Among all the detected small peptides, casein phosphopeptide (CPP) had the highest concentration, which reached about 10–15 μg/mL in breast milk, with “RETIESLSSSEESITEYK”, “ETIESLSSSEESITEYK”, “RETIESLSSSEESITEYKQKVEKVK” as the major form [26]. The main function of CPP was promoting calcium absorption, thus making it essential for the rapid growth of infants. Antibacterial peptides were another abundant peptide in breast milk, mainly in the form of “TQPLAPVHNPISV”, “QPLAPVHNPISV”, “PLAPVHNPISV”, “NPTHQIYPVTQPLAPVHNPISV”, etc. [27], the content was about 5–10μg/mL. They were important for resisting bacterial invasion due to the imperfect infant’s immune system. The abundance of CPP and antimicrobial peptides was closely related to the growth, development, and health of infants and young children. Therefore, these data could provide a certain reference for the improvement and optimization of infant formula milk powder.

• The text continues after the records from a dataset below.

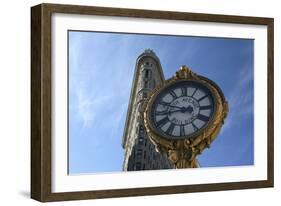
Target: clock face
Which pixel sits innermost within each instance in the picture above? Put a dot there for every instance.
(182, 109)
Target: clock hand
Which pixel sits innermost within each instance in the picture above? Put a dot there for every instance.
(189, 109)
(176, 107)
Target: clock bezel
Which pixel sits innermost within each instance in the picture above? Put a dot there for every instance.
(205, 135)
(171, 84)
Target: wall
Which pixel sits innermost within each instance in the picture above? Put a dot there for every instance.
(15, 103)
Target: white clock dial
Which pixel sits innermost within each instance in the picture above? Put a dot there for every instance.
(182, 109)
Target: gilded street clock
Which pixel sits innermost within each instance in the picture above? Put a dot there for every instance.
(184, 115)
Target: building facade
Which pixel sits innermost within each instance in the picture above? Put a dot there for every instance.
(140, 153)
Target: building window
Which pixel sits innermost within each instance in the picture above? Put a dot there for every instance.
(140, 141)
(138, 166)
(141, 130)
(145, 84)
(146, 73)
(144, 95)
(139, 152)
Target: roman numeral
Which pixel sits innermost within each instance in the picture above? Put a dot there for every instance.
(194, 126)
(203, 118)
(206, 107)
(182, 133)
(184, 91)
(162, 122)
(173, 94)
(203, 97)
(170, 129)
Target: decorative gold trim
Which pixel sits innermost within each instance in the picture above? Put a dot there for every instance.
(182, 152)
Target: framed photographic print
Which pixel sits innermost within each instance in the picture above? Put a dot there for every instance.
(128, 102)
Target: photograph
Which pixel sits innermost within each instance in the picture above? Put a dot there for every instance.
(111, 76)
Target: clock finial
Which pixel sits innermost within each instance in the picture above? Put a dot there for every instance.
(185, 73)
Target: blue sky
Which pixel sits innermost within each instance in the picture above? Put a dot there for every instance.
(101, 67)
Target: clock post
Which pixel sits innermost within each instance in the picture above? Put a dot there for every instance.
(183, 116)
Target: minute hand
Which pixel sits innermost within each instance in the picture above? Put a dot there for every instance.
(176, 107)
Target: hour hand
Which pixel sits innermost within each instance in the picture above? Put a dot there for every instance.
(175, 106)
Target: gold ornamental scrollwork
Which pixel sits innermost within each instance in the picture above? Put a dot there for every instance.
(182, 152)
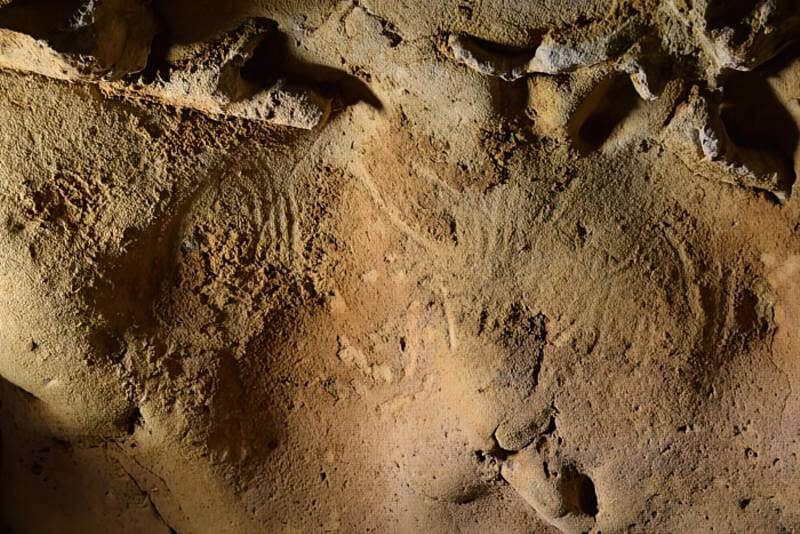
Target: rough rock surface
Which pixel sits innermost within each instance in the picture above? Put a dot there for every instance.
(380, 266)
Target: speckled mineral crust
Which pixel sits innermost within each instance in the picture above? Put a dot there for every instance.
(399, 266)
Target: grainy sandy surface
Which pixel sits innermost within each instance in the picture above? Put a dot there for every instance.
(400, 266)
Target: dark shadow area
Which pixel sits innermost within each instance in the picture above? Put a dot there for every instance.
(274, 59)
(727, 13)
(580, 497)
(754, 118)
(38, 18)
(606, 107)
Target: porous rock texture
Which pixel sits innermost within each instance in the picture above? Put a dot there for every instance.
(399, 266)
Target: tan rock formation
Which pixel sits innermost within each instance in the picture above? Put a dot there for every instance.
(373, 266)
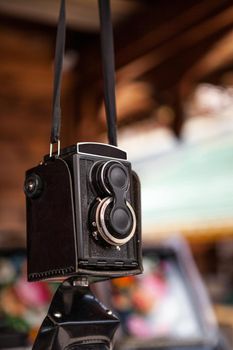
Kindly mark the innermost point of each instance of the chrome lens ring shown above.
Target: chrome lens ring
(102, 227)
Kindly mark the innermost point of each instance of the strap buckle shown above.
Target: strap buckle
(58, 149)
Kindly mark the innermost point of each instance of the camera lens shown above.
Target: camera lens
(106, 176)
(116, 226)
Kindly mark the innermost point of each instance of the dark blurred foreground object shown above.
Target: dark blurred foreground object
(76, 320)
(167, 307)
(10, 339)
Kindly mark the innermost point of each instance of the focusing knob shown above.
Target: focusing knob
(121, 220)
(33, 186)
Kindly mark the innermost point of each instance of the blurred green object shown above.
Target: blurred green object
(189, 188)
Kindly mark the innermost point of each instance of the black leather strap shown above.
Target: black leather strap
(108, 64)
(59, 53)
(108, 71)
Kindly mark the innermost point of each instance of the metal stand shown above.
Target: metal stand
(76, 320)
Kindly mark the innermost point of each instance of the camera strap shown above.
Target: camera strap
(108, 63)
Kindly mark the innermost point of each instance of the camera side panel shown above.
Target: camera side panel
(50, 222)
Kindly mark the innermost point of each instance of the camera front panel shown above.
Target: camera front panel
(105, 214)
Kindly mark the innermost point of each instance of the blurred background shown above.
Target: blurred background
(174, 89)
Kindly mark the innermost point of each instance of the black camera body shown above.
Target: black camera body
(83, 214)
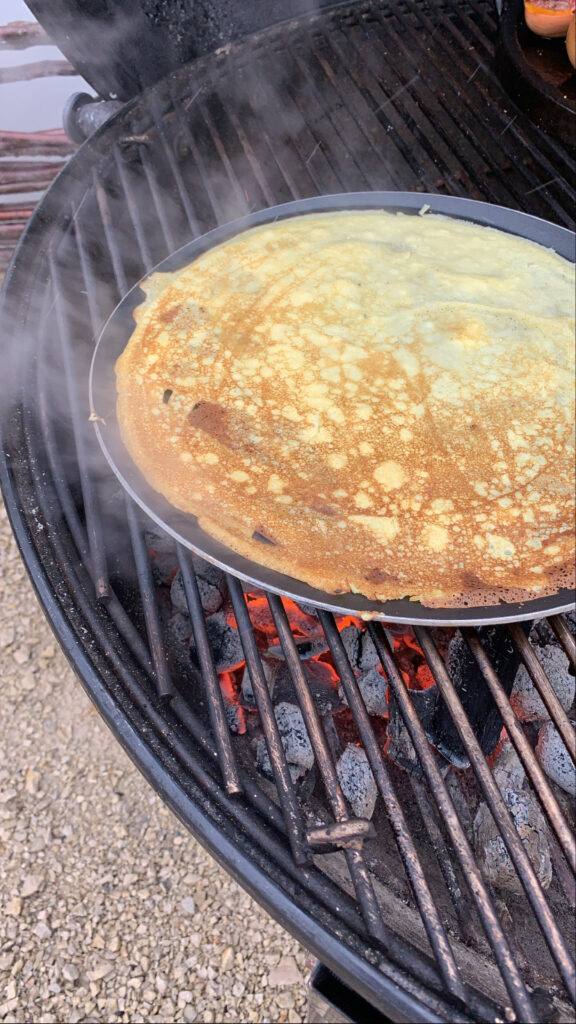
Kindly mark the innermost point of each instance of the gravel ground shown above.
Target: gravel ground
(110, 910)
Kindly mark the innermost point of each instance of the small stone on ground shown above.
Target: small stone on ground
(109, 909)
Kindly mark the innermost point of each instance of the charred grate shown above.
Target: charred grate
(401, 906)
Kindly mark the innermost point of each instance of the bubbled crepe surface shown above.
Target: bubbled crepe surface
(388, 399)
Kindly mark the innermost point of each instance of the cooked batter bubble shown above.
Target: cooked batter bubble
(387, 399)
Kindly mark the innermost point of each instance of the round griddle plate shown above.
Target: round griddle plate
(183, 527)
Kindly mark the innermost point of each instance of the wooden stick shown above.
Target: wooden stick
(36, 69)
(19, 35)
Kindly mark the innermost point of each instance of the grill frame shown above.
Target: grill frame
(121, 678)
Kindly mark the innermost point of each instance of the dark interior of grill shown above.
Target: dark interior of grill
(190, 667)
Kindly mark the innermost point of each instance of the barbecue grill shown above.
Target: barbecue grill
(251, 715)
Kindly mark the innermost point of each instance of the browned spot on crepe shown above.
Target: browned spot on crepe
(387, 399)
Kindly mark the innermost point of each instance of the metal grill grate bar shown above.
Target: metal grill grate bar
(146, 586)
(428, 910)
(210, 679)
(554, 940)
(279, 763)
(95, 539)
(502, 952)
(536, 775)
(545, 689)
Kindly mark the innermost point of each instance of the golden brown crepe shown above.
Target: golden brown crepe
(367, 401)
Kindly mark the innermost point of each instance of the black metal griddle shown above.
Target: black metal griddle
(371, 96)
(184, 528)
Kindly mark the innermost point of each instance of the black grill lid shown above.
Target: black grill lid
(362, 107)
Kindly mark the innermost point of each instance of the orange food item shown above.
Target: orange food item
(548, 17)
(571, 42)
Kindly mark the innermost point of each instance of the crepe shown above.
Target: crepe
(367, 401)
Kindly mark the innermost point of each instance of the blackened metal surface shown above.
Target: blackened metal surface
(372, 96)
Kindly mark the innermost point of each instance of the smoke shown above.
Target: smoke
(198, 152)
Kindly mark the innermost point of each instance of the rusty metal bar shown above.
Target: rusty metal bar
(146, 585)
(545, 689)
(93, 523)
(426, 905)
(290, 809)
(565, 638)
(543, 913)
(19, 35)
(361, 879)
(533, 770)
(492, 927)
(216, 709)
(104, 208)
(433, 825)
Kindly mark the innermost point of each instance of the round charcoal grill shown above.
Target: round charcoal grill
(347, 100)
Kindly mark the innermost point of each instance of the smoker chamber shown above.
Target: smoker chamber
(366, 97)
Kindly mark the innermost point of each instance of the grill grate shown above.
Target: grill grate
(368, 96)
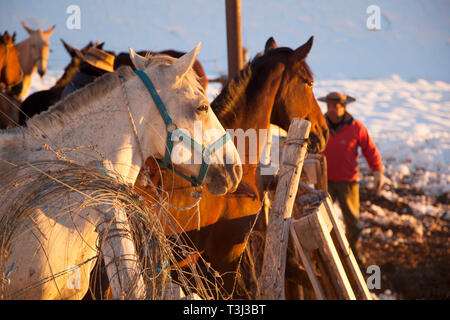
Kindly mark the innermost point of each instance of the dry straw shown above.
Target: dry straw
(49, 182)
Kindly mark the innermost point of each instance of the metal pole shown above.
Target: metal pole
(234, 41)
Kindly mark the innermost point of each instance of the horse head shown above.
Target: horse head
(39, 47)
(10, 69)
(188, 121)
(295, 97)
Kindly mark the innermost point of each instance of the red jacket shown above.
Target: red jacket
(342, 150)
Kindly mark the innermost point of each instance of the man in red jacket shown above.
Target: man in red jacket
(346, 135)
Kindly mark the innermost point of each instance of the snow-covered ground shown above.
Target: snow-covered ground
(409, 122)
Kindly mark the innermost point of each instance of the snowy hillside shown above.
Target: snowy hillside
(413, 40)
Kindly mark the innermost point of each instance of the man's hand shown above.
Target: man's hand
(379, 180)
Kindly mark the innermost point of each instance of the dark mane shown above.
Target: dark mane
(226, 103)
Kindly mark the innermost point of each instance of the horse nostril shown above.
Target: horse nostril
(238, 172)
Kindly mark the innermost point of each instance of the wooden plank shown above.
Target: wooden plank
(274, 261)
(308, 266)
(352, 267)
(331, 257)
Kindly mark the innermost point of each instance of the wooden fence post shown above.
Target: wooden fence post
(274, 264)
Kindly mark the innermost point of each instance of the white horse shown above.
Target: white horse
(117, 118)
(33, 55)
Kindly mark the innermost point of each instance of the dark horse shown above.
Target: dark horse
(11, 75)
(42, 100)
(273, 88)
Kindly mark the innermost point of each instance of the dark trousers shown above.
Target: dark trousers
(347, 195)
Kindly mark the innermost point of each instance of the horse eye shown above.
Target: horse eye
(203, 108)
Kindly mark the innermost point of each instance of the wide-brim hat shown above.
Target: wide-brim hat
(337, 96)
(98, 58)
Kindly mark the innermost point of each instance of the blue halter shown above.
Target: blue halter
(206, 152)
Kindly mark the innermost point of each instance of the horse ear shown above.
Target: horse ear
(27, 28)
(138, 61)
(69, 48)
(185, 62)
(302, 52)
(270, 44)
(49, 32)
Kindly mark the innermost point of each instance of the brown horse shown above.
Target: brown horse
(41, 100)
(34, 52)
(10, 75)
(275, 85)
(123, 58)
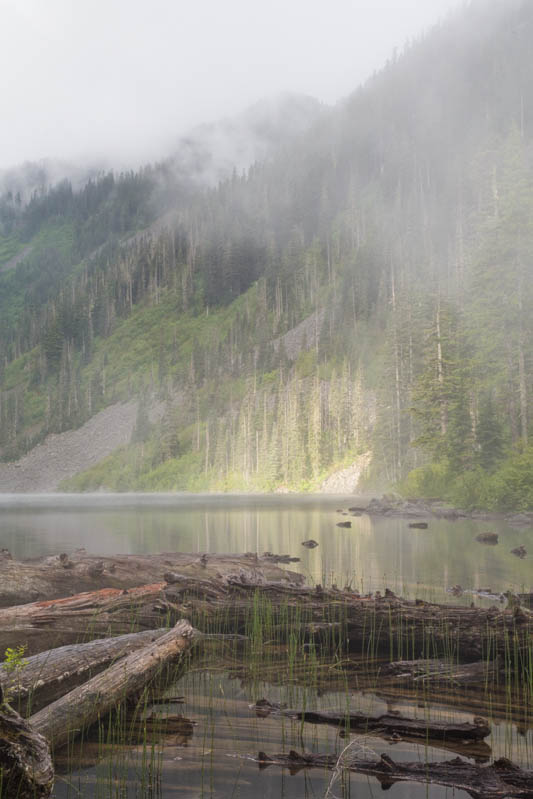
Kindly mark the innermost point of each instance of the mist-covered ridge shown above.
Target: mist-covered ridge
(397, 228)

In addition, we also detected angiotensin-converting enzyme inhibitory peptides (HLPLP, ENLHLPLPL, LPLPLL, etc.) [28,29], antioxidant peptides (NPYVPRT, VPYPQR, SVPQPK, etc.), proline Endopeptidase inhibitory function (PEPi), (YPFVEPIPYG, PFVEPIPY, VEPIPYG, etc.) [28,30], Opioid Agonist (YVPFP, YVPFPPF, YPFV, etc.) [31,32,33,34], Immunostimulating peptides (VEPIPY, GFL, GLF, etc.) [34,35], and other related small peptides, the effects of these peptides on the growth and health of infants and their mechanism of action remain to be further studied.

In general, the results from the present study indicated that the technique based on SPE and UPLC-QTOF-MS is a simple way to extract, isolate and identify LMWPs in human milk and may greatly facilitate ongoing efforts to understand their composition and structure.